Le domicile de secours

Le domicile de secours d’un enfant assisté est prévu par la loi du 15 octobre 1793. Il détermine à quel département est rattaché notamment un enfant orphelin.

Le cas de Mélanie

Mélanie est née à Paris le 21 juillet 1859. Sa mère Victoire, 24 ans, décède des suites de ses couches 10 jours plus tard. L’enfant n’a pas de père connu. Elle devient orpheline et à ce titre elle est « déposée » le 1er aout à l’hospice des Enfants trouvés, abandonnés et Orphelins de Paris.

L’étude du dossier

Son dossier est étudié avant son admission. Et il s’avère que sa mère, Victoire, célibataire n’est partie à Paris que le 21 avril 1859. Elle habitait auparavant en Aveyron, qu’elle n’avait jamais quitté et où elle ne possédait absolument rien.

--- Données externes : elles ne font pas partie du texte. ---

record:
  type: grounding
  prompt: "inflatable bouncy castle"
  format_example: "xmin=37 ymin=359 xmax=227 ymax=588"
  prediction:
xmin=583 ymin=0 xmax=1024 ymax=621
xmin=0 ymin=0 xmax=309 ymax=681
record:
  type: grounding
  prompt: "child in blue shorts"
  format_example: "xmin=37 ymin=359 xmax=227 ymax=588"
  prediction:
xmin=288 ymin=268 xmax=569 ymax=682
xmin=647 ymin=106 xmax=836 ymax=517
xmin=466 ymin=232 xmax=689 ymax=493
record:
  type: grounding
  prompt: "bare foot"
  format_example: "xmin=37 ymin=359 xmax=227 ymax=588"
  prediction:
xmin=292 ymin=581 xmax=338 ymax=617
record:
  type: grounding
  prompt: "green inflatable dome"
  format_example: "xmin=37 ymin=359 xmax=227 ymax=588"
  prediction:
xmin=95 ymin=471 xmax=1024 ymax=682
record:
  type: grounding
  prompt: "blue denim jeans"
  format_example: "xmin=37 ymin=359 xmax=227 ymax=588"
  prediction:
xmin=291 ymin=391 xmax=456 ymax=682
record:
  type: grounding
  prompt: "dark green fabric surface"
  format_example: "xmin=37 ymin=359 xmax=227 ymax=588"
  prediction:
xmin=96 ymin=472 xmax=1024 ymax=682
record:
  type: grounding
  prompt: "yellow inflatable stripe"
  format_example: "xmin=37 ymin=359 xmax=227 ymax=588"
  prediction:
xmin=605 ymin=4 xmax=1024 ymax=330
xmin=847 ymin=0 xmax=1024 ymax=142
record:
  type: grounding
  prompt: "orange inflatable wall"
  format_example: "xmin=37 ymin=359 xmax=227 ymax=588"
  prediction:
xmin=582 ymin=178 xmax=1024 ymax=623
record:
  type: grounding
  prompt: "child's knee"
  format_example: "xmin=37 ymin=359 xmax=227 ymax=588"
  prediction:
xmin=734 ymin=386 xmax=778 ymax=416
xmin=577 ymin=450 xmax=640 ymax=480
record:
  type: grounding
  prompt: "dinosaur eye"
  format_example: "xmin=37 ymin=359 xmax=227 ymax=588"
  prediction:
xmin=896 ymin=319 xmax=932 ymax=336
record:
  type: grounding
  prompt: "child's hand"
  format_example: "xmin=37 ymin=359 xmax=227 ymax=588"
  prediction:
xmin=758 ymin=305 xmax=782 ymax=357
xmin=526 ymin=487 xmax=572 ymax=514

« Quoique la jeune [Mélanie]soit née à Paris, elle ne peut rester à la charge des Hospices du département de la Seine, puisque sa mère n’est venue à Paris que pour y faire ses couches, et qu’ainsi elle n’a point acquis dans cette ville le domicile de secours prescrit par la loi du 15 octobre 1793. C’est donc au département de l’Aveyron dans lequel la mère a son domicile habituel, à pourvoir aux frais d’existence de l’Enfant. »

Le domicile de secours

L’enfant est née à Paris d’une domestique aveyronnaise arrivée 3 mois plus tôt, sa mère est donc officiellement domiciliée en Aveyron. C’est le principe du domicile de secours.

Dans le titre V, article 1er de la loi du 15 octobre 1793, on lit :

Le lieu de naissance pour les enfants est le domicile habituel de la mère au moment où ils sont nés.

Pour acquérir le domicile de secours, il faut un séjour d’un an dans une commune.

Après étude de son dossier par l’Aveyron, Mélanie est admise, économiquement parlant, à l’hospice d’Espalion sous le matricule N°18.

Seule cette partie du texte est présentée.